BACKROADS • JULY 2021
Page 11
Morton’s BMW Motorcycles presents Dr. Seymour O’Life’s
MYSTERIOUS AMERICA
PEALE’S MASTODON A revolutionary hero and artist makes the greatest scientific discovery of his time Does the name Charles Wilson Peale ring a bell? If you are a Revolutionary War buff his name might be familiar, but Charles Wilson Peale was a man of many talents, thoughts, and endeavors. Among his numerous accomplishments—artist, inventor, naturalist, museum proprietor, co-founder of the Pennsylvania Academy, and patriarch of an artistic dynasty —Peale was also a soldier in the War of Independence.

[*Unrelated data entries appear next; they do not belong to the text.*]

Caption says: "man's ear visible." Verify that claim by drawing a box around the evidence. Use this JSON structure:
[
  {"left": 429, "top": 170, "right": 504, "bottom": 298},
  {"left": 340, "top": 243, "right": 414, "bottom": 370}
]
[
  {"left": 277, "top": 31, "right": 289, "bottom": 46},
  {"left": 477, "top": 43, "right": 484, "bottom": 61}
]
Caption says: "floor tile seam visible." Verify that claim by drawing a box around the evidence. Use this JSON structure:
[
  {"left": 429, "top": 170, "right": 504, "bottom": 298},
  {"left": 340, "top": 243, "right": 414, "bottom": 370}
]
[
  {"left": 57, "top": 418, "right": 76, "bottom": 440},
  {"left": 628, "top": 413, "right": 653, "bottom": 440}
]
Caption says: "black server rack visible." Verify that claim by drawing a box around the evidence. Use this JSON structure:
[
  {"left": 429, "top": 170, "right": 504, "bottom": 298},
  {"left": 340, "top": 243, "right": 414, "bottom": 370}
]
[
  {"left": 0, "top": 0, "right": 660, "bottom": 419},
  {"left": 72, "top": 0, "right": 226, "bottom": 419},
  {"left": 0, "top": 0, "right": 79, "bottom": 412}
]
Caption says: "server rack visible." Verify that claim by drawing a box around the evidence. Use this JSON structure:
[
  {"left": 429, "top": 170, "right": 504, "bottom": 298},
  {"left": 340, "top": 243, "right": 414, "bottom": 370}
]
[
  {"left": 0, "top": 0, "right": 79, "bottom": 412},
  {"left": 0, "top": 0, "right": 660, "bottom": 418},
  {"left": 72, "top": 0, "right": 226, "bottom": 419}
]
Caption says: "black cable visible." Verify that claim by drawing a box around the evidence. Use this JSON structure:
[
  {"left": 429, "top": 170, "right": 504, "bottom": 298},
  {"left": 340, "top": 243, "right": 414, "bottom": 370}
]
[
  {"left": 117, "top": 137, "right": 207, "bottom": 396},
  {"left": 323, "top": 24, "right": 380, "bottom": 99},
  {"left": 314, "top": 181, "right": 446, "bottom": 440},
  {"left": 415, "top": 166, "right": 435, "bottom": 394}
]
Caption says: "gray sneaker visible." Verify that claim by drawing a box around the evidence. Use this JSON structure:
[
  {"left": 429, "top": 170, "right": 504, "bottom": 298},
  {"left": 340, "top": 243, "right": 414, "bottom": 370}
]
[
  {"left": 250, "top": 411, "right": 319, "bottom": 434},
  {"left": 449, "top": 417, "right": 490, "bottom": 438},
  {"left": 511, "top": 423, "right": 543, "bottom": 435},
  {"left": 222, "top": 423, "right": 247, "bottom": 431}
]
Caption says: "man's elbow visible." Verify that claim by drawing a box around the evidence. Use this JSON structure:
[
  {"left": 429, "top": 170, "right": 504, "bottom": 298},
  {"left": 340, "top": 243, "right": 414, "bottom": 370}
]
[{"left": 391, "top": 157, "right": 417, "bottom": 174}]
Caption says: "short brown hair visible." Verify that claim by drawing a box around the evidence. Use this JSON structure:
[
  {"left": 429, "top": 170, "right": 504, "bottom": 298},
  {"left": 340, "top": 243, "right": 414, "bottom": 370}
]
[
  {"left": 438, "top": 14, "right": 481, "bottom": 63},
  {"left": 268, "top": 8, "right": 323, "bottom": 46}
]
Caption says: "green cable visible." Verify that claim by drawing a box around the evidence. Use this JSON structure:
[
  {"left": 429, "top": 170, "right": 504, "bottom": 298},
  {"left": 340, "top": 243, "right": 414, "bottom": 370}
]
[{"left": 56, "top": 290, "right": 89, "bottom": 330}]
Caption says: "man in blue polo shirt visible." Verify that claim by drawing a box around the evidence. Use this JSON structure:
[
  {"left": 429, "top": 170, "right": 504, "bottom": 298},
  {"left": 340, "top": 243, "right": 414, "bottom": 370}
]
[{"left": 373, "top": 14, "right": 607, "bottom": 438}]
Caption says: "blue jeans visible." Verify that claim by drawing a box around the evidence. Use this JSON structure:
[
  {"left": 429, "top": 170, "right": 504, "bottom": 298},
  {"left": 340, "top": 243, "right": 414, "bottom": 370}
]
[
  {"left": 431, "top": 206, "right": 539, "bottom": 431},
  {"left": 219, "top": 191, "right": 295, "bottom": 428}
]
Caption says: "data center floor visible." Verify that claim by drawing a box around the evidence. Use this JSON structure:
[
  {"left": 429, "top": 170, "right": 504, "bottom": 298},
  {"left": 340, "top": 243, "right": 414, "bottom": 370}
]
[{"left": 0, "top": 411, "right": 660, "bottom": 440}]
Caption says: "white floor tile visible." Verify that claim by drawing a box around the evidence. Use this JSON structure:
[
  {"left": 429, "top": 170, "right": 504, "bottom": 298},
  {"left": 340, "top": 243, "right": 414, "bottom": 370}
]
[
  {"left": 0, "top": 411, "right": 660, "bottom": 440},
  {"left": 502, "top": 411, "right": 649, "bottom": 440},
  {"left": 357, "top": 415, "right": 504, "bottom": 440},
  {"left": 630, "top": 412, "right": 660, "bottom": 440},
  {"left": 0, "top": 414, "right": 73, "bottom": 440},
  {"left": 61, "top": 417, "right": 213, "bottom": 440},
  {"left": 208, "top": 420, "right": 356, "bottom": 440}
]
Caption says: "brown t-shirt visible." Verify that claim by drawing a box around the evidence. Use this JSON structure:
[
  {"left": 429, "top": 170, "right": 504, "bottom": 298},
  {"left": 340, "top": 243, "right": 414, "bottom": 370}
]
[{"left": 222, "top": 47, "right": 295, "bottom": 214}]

Despite his abhorrence of violence, Peale’s desire for a free America compelled him to enlist. He rose to the rank of Captain, striving to ease his troop’s hardships during the hard winter at Valley Forge. Intelligent and energetic, Peale even managed to further his emergent painting career during the war, executing miniature portraits, including some of General George Washington; Peale did at least four portrait sittings with the future first president. But, as much as we love Washington, it was
something else, as equally remarkable with which Peale became involved, having to do with a sitting US President, a French naturalist, and a creature dead for nearly 15,000 years. It was 1797 and the French Naturalist Georges-Louis Leclerc, Comte de Buffon had published a multivolume work on natural history, ‘Histoire naturelle, générale et particuliére’. This massive treatise, which eventually grew to 44 quarto volumes, became an essential reference work for anyone interested in the study of nature. But he did write something that just totally pissed off Thomas Jefferson? He claimed that their North America and its people were “devoid of large, powerful creatures and that its human inhabitants were ‘feeble’ by comparison to their European counterparts.” Buffon attributed this alleged situation to the cold and damp climate in much of America. The claim infuriated Thomas Jefferson, who spent much time and effort trying to refute it— even sending Buffon a large bull moose procured at considerable cost from Vermont.